The IUCN Regional Office for Europe presented its Countdown to 2010 initiative - a series of annual meetings on the most urgent challenges for biodiversity. They are timed to influence policy makers during coming policy reforms on EU level.

In September 2004, a Countdown to 2010 launch meeting will focus on "Building the Pan-European Ecological Network," the European Region IUCN announced.

Representing the Irish EU Presidency and the 10 countries that will join the union on May 1, Irish environment official Tom O’Mahony described the Countdown to 2010 initiative as “worthy of our support.”

PEBLDS' President Sylvi Ofstad said in her closing speech Wednesday, "Recent research results make clear that climate change will accelerate the current decline of nature and biodiversity worldwide. If we do not act now the face of Europe and the whole planet could dramatically change, affecting life and economies on Earth."

“Europe is determined to counterbalance dramatic effects of climate change on biodiversity," she said.

However, Ofstad expressed trust that "the outcomes of our Pan-European meetings will boost an engagement and create a will to fight this alarming scenario. We are more determined then ever to halt the decline of nature and biodiversity by 2010."

As if to underline the urgency of efforts at the conference, a global partnership of bird conservation organizations warned Monday that numbers of 24 wild birds once common on farmlands across Europe have crashed by more than 30 percent since 1980.

BirdLife International used the occasion of Berlin's Agriculture Green Week to release a new study on the population trends of wild birds that shows intensive farming is responsible for the steep decline of skylarks and lapwings, among many others.

lapwing

Lapwings Vanellus vanellus are declining in Europe, mainly as a result of intensive agriculture. (Photo by Andy Hay/RSPB courtesy BirdLife)
BirdLife estimates that 150 species of European birds are reliant on sustainable farming for their future survival. Previous research has shown that the declines of farmland birds have been greatest in those EU countries with the most intensive farming systems - the countries in northwest Europe.

In the UK between 1970 and 1999, for instance, skylark numbers declined by 52 percent and corn bunting numbers were down by 88 percent.

Birds at most immediate risk are those particularly vulnerable to intensive agriculture, such as the corncrake, red-backed shrike and great bustard – birds which have been lost as regular breeding birds from much of northwest Europe and which will be threatened as agricultural development spreads.

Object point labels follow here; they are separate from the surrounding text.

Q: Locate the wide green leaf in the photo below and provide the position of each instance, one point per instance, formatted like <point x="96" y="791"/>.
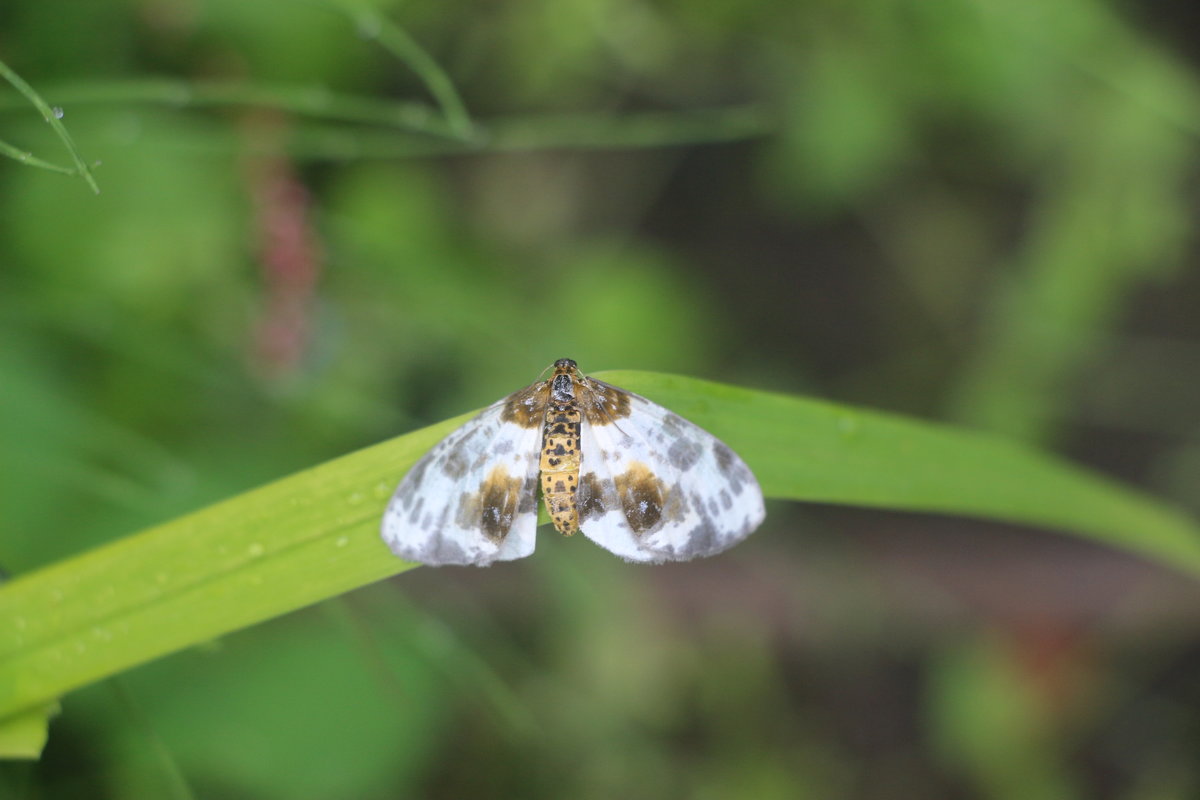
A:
<point x="315" y="534"/>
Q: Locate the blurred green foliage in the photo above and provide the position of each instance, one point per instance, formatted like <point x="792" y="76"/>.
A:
<point x="977" y="211"/>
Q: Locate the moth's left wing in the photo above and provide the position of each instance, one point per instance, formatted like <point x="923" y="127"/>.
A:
<point x="655" y="487"/>
<point x="473" y="498"/>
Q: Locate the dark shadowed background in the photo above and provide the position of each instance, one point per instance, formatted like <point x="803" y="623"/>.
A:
<point x="976" y="211"/>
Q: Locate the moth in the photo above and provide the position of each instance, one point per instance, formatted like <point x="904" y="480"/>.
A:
<point x="636" y="479"/>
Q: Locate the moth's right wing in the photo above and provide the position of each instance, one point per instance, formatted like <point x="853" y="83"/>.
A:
<point x="473" y="498"/>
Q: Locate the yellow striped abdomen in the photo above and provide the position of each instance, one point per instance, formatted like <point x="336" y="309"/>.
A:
<point x="561" y="465"/>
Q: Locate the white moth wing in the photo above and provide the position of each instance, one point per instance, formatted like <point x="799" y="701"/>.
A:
<point x="472" y="499"/>
<point x="655" y="487"/>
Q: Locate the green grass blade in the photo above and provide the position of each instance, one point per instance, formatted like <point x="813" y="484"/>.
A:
<point x="52" y="118"/>
<point x="313" y="535"/>
<point x="23" y="735"/>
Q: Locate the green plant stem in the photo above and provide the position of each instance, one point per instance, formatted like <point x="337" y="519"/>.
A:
<point x="52" y="118"/>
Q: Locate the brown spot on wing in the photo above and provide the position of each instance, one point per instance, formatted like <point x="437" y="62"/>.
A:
<point x="603" y="403"/>
<point x="595" y="497"/>
<point x="493" y="507"/>
<point x="642" y="497"/>
<point x="527" y="408"/>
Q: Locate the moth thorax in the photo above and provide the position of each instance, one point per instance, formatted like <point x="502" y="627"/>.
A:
<point x="562" y="390"/>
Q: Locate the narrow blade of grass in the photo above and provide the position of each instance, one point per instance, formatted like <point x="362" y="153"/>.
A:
<point x="52" y="118"/>
<point x="315" y="534"/>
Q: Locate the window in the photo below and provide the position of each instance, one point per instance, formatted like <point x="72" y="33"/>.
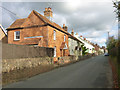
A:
<point x="64" y="38"/>
<point x="54" y="35"/>
<point x="17" y="35"/>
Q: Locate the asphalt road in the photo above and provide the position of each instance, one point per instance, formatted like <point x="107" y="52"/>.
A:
<point x="91" y="73"/>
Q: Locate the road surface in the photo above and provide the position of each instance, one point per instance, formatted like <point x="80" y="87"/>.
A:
<point x="91" y="73"/>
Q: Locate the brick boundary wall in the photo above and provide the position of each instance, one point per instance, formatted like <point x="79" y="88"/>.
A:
<point x="12" y="51"/>
<point x="17" y="69"/>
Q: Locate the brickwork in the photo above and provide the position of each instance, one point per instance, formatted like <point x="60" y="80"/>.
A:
<point x="10" y="51"/>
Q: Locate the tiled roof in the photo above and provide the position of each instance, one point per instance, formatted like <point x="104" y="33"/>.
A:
<point x="17" y="23"/>
<point x="48" y="21"/>
<point x="31" y="41"/>
<point x="3" y="30"/>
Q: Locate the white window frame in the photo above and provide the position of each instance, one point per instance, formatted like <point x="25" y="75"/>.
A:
<point x="54" y="35"/>
<point x="64" y="38"/>
<point x="15" y="35"/>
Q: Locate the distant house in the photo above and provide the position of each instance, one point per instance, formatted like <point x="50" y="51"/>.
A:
<point x="41" y="31"/>
<point x="75" y="45"/>
<point x="3" y="34"/>
<point x="87" y="44"/>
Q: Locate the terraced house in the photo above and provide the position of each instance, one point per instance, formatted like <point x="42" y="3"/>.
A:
<point x="41" y="31"/>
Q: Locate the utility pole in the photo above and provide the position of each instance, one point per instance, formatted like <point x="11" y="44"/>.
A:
<point x="108" y="35"/>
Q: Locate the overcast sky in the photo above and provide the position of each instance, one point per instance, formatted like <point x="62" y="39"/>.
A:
<point x="90" y="18"/>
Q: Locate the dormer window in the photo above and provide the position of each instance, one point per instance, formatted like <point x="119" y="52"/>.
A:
<point x="17" y="35"/>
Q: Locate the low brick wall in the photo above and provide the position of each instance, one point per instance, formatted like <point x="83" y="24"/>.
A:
<point x="11" y="51"/>
<point x="17" y="69"/>
<point x="71" y="59"/>
<point x="13" y="64"/>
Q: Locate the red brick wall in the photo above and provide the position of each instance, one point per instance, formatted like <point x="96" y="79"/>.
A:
<point x="29" y="32"/>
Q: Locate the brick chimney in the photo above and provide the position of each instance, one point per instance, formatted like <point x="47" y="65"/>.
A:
<point x="48" y="13"/>
<point x="65" y="27"/>
<point x="72" y="32"/>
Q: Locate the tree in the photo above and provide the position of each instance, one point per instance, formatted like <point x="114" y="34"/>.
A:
<point x="116" y="4"/>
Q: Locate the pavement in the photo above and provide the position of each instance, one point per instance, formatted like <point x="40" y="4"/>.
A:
<point x="94" y="72"/>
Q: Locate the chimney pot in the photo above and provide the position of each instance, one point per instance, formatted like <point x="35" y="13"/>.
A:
<point x="72" y="32"/>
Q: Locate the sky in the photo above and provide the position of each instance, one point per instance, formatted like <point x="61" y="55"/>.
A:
<point x="90" y="18"/>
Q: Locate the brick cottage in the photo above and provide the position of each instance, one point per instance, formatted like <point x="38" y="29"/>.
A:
<point x="41" y="31"/>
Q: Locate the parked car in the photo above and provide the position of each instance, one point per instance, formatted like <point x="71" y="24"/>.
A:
<point x="106" y="54"/>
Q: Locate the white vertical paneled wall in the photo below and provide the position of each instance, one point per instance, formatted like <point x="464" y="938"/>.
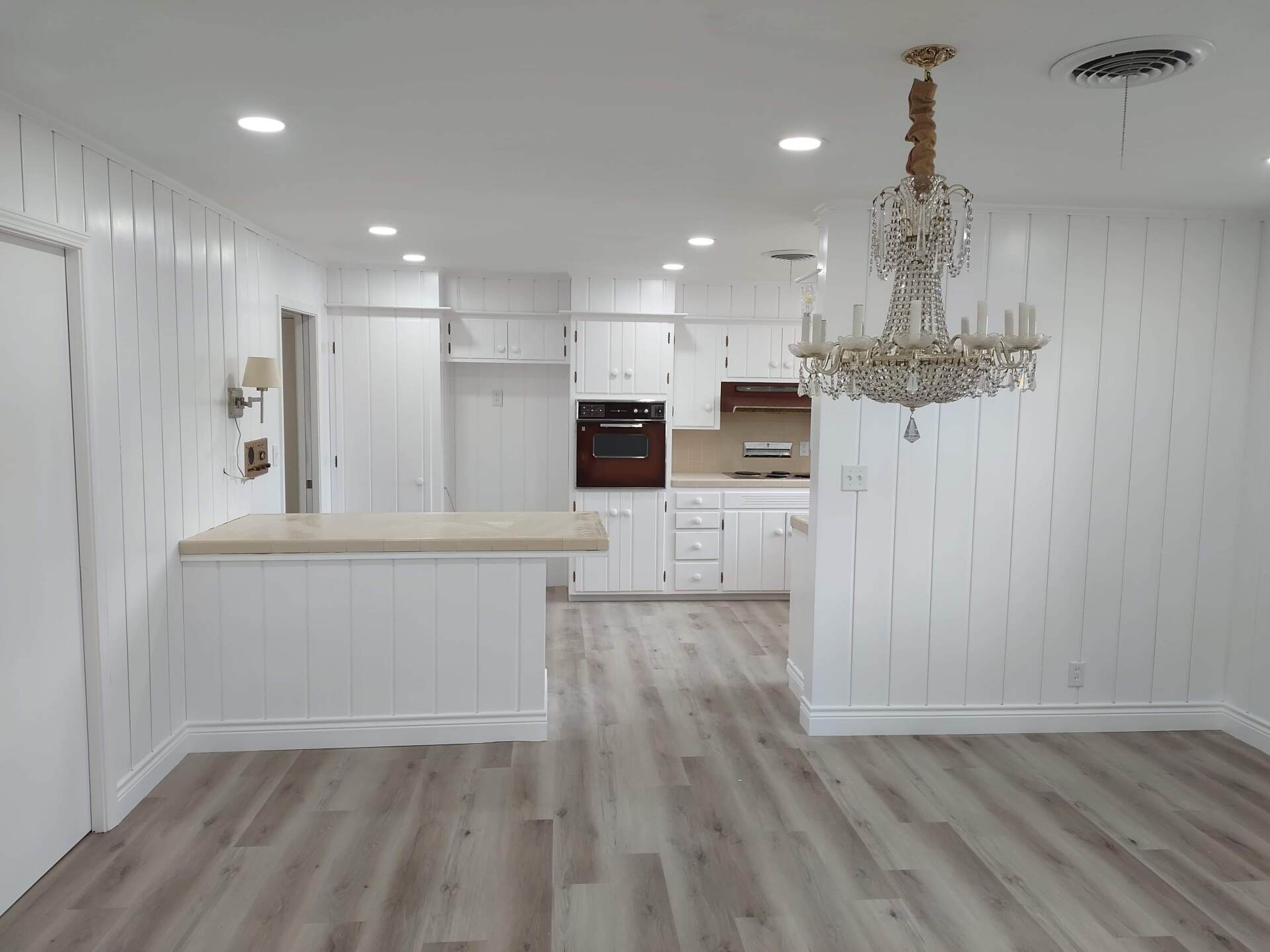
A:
<point x="177" y="296"/>
<point x="388" y="390"/>
<point x="1248" y="666"/>
<point x="1093" y="520"/>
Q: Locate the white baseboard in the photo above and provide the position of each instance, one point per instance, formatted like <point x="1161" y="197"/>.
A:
<point x="794" y="676"/>
<point x="136" y="783"/>
<point x="1011" y="719"/>
<point x="1253" y="730"/>
<point x="367" y="731"/>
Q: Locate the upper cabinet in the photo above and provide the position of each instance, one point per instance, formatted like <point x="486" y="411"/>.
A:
<point x="760" y="352"/>
<point x="622" y="357"/>
<point x="695" y="380"/>
<point x="513" y="339"/>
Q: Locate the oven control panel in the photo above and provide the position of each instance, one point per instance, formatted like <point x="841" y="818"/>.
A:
<point x="621" y="411"/>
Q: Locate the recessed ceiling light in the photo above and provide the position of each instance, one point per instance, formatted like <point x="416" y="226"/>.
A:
<point x="262" y="124"/>
<point x="800" y="143"/>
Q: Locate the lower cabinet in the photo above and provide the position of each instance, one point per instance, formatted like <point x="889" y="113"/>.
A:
<point x="635" y="521"/>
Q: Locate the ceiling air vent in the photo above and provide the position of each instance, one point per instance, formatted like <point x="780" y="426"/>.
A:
<point x="1137" y="61"/>
<point x="789" y="254"/>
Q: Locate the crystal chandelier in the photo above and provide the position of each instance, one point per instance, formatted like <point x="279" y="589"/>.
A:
<point x="919" y="229"/>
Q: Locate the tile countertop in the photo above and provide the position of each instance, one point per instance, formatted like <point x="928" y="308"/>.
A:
<point x="402" y="532"/>
<point x="683" y="480"/>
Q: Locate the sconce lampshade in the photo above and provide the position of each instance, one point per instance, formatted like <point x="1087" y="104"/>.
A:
<point x="262" y="374"/>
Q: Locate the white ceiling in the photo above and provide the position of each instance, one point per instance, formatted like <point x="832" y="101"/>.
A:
<point x="596" y="138"/>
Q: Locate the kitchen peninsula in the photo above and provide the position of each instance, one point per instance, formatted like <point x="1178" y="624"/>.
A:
<point x="367" y="630"/>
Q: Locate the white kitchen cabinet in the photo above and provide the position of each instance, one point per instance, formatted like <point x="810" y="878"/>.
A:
<point x="622" y="358"/>
<point x="515" y="339"/>
<point x="635" y="524"/>
<point x="698" y="371"/>
<point x="753" y="550"/>
<point x="760" y="352"/>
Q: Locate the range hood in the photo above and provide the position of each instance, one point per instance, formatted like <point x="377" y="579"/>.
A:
<point x="763" y="397"/>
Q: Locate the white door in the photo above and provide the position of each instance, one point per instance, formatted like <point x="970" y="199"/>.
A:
<point x="44" y="720"/>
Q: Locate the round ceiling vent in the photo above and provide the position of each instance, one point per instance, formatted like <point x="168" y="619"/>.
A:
<point x="789" y="254"/>
<point x="1136" y="61"/>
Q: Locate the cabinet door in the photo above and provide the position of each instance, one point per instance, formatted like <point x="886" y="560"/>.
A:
<point x="695" y="379"/>
<point x="742" y="550"/>
<point x="597" y="371"/>
<point x="474" y="338"/>
<point x="789" y="550"/>
<point x="593" y="574"/>
<point x="789" y="370"/>
<point x="771" y="576"/>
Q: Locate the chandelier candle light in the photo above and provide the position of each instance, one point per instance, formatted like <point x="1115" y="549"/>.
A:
<point x="919" y="229"/>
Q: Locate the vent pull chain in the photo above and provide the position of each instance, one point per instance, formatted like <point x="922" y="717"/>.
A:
<point x="1124" y="120"/>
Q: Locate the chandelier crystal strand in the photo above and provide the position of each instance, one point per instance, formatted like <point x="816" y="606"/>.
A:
<point x="919" y="231"/>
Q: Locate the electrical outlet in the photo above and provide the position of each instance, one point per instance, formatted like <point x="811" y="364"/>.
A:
<point x="855" y="479"/>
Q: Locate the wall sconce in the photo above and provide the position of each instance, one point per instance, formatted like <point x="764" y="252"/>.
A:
<point x="261" y="374"/>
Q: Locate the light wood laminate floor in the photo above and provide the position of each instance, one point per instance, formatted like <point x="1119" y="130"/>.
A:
<point x="679" y="807"/>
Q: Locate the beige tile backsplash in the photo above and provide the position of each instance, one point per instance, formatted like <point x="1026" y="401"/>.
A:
<point x="720" y="451"/>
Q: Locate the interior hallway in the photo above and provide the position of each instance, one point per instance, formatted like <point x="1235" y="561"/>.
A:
<point x="679" y="807"/>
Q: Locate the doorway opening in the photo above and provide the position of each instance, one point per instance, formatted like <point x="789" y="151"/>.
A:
<point x="299" y="411"/>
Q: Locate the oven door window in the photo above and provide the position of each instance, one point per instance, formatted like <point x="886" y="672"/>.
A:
<point x="620" y="446"/>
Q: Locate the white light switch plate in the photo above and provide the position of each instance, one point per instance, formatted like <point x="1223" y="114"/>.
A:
<point x="855" y="479"/>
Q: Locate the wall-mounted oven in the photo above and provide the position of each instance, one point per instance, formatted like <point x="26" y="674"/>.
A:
<point x="621" y="444"/>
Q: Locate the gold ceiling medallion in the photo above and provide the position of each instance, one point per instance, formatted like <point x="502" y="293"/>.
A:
<point x="929" y="56"/>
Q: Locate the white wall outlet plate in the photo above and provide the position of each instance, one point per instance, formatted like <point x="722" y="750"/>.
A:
<point x="855" y="479"/>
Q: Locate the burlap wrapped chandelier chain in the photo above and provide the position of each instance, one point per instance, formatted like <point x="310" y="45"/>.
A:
<point x="919" y="229"/>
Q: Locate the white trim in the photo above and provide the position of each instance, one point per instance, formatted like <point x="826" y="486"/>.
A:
<point x="794" y="678"/>
<point x="381" y="556"/>
<point x="1249" y="728"/>
<point x="1010" y="719"/>
<point x="38" y="230"/>
<point x="142" y="779"/>
<point x="321" y="733"/>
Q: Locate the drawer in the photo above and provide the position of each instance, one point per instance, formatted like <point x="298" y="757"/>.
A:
<point x="697" y="576"/>
<point x="697" y="545"/>
<point x="697" y="521"/>
<point x="698" y="500"/>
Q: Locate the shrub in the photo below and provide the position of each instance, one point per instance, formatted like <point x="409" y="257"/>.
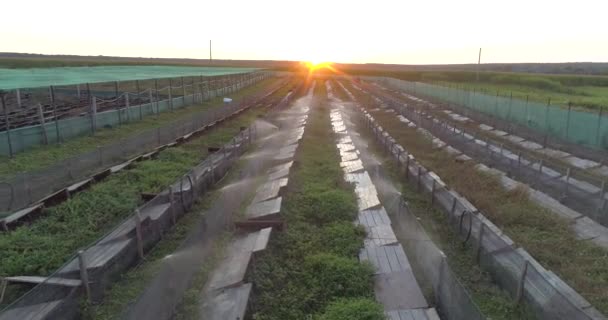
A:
<point x="336" y="276"/>
<point x="353" y="309"/>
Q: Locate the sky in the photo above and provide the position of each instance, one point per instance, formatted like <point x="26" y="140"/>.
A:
<point x="379" y="31"/>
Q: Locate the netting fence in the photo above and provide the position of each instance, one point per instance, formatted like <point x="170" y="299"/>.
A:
<point x="550" y="123"/>
<point x="29" y="187"/>
<point x="574" y="187"/>
<point x="513" y="269"/>
<point x="92" y="269"/>
<point x="46" y="115"/>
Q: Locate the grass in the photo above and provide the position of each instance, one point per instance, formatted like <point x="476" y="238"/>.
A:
<point x="43" y="246"/>
<point x="313" y="263"/>
<point x="584" y="266"/>
<point x="44" y="156"/>
<point x="471" y="126"/>
<point x="133" y="282"/>
<point x="587" y="93"/>
<point x="493" y="302"/>
<point x="586" y="98"/>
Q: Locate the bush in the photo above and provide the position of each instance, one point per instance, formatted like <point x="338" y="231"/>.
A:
<point x="335" y="276"/>
<point x="343" y="238"/>
<point x="326" y="206"/>
<point x="353" y="309"/>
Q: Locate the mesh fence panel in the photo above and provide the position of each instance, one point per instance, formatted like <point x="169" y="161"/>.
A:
<point x="121" y="247"/>
<point x="15" y="194"/>
<point x="585" y="128"/>
<point x="513" y="269"/>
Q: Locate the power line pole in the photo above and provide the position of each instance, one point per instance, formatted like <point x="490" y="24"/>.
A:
<point x="478" y="63"/>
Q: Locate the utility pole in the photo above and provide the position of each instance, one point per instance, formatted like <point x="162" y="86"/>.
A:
<point x="478" y="63"/>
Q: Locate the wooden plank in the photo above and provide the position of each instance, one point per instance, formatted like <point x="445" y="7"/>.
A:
<point x="229" y="304"/>
<point x="264" y="210"/>
<point x="262" y="240"/>
<point x="23" y="213"/>
<point x="38" y="280"/>
<point x="31" y="312"/>
<point x="398" y="290"/>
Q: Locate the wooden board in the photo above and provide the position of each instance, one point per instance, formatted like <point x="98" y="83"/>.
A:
<point x="52" y="281"/>
<point x="264" y="210"/>
<point x="32" y="312"/>
<point x="398" y="290"/>
<point x="228" y="304"/>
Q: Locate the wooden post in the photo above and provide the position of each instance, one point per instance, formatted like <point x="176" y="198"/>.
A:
<point x="18" y="95"/>
<point x="546" y="122"/>
<point x="84" y="274"/>
<point x="522" y="281"/>
<point x="597" y="130"/>
<point x="93" y="115"/>
<point x="170" y="94"/>
<point x="479" y="242"/>
<point x="7" y="124"/>
<point x="55" y="117"/>
<point x="127" y="107"/>
<point x="433" y="192"/>
<point x="407" y="166"/>
<point x="138" y="234"/>
<point x="3" y="285"/>
<point x="156" y="94"/>
<point x="568" y="120"/>
<point x="418" y="178"/>
<point x="45" y="137"/>
<point x="183" y="93"/>
<point x="567" y="182"/>
<point x="171" y="202"/>
<point x="518" y="159"/>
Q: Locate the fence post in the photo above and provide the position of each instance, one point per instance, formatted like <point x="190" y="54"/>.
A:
<point x="418" y="178"/>
<point x="479" y="242"/>
<point x="156" y="94"/>
<point x="407" y="166"/>
<point x="183" y="93"/>
<point x="171" y="202"/>
<point x="546" y="122"/>
<point x="568" y="120"/>
<point x="93" y="115"/>
<point x="116" y="89"/>
<point x="42" y="124"/>
<point x="567" y="182"/>
<point x="18" y="95"/>
<point x="84" y="274"/>
<point x="170" y="94"/>
<point x="55" y="118"/>
<point x="127" y="106"/>
<point x="521" y="283"/>
<point x="597" y="131"/>
<point x="7" y="124"/>
<point x="433" y="192"/>
<point x="138" y="234"/>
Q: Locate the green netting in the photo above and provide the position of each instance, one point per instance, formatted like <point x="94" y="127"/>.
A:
<point x="579" y="127"/>
<point x="44" y="77"/>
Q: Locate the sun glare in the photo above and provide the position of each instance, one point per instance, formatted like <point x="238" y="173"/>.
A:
<point x="315" y="65"/>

Currently, eastern European countries still have relatively large populations of these birds, and BirdLife is urging the governments of the 10 countries joining the European Union on May 1 - most in eastern Europe - to heed the warning to take the environment into account.

With just over 100 days to go until the 10 new countries become EU members, BirdLife is calling on the European Commission, the 15 current EU member states, and the accession countries to urgently put the environment and wildlife at the heart of farming policy.

Otherwise, the organization warned, there will be further massive declines or even extinctions in the new member states, which are still relatively untouched by the ravages of intensive farming.